2 lithium mica Al203·3Si02.2 (KLi)F, containing Li20 1.2% to 5.9%. The coarse-grained lithium mica is enriched by hand selection, air separation or friction, and the fine-grained lithium mica is recovered by flotation. The lithium mica collector is preferably a cationic collector, and when octadecylamine is used, the lithium mica is well floated in both acidic and neutral media. Unactivated lithium mica cannot be recovered by oleic acid, and after activation with hydrofluoric acid, better indicators can be obtained.

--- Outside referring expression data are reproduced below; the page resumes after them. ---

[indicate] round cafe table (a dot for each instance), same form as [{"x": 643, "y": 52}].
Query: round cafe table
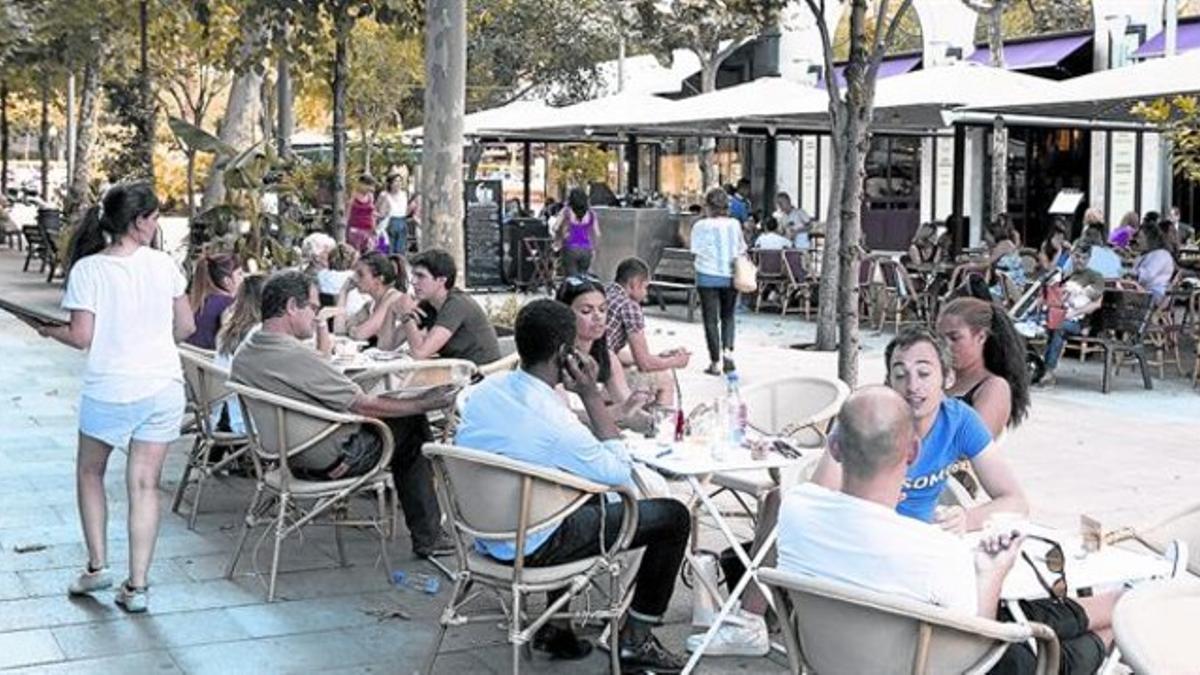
[{"x": 1156, "y": 626}]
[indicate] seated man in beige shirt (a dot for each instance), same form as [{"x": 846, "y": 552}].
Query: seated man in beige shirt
[{"x": 275, "y": 359}]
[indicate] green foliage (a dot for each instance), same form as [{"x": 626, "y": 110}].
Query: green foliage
[
  {"x": 1179, "y": 118},
  {"x": 577, "y": 166},
  {"x": 699, "y": 25},
  {"x": 546, "y": 48}
]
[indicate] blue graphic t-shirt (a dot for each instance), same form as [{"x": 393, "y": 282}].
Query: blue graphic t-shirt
[{"x": 958, "y": 431}]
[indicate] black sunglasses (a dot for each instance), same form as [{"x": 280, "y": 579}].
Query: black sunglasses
[
  {"x": 581, "y": 279},
  {"x": 1056, "y": 563}
]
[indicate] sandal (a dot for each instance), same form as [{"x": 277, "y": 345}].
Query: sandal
[{"x": 561, "y": 644}]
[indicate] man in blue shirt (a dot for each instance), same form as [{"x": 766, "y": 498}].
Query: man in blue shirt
[
  {"x": 521, "y": 416},
  {"x": 739, "y": 201}
]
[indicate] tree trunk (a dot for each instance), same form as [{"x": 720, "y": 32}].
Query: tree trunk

Some iron salts, lead salts, sodium sulfide, sodium hydrogen phosphate starch and pulp, and the like can be suppressed lepidolite. Lithium carbonates and sulfates activate lithium mica. When octadecylamine is used to select lithium mica, the best activators are water glass and lithium sulphate, while strong inhibitors are mixtures of bleaching powder, sodium sulphide and starch. The nitrates of copper, aluminum and lead are inhibitors of lithium mica, while the sulfates of copper and aluminum are activators of lithium mica.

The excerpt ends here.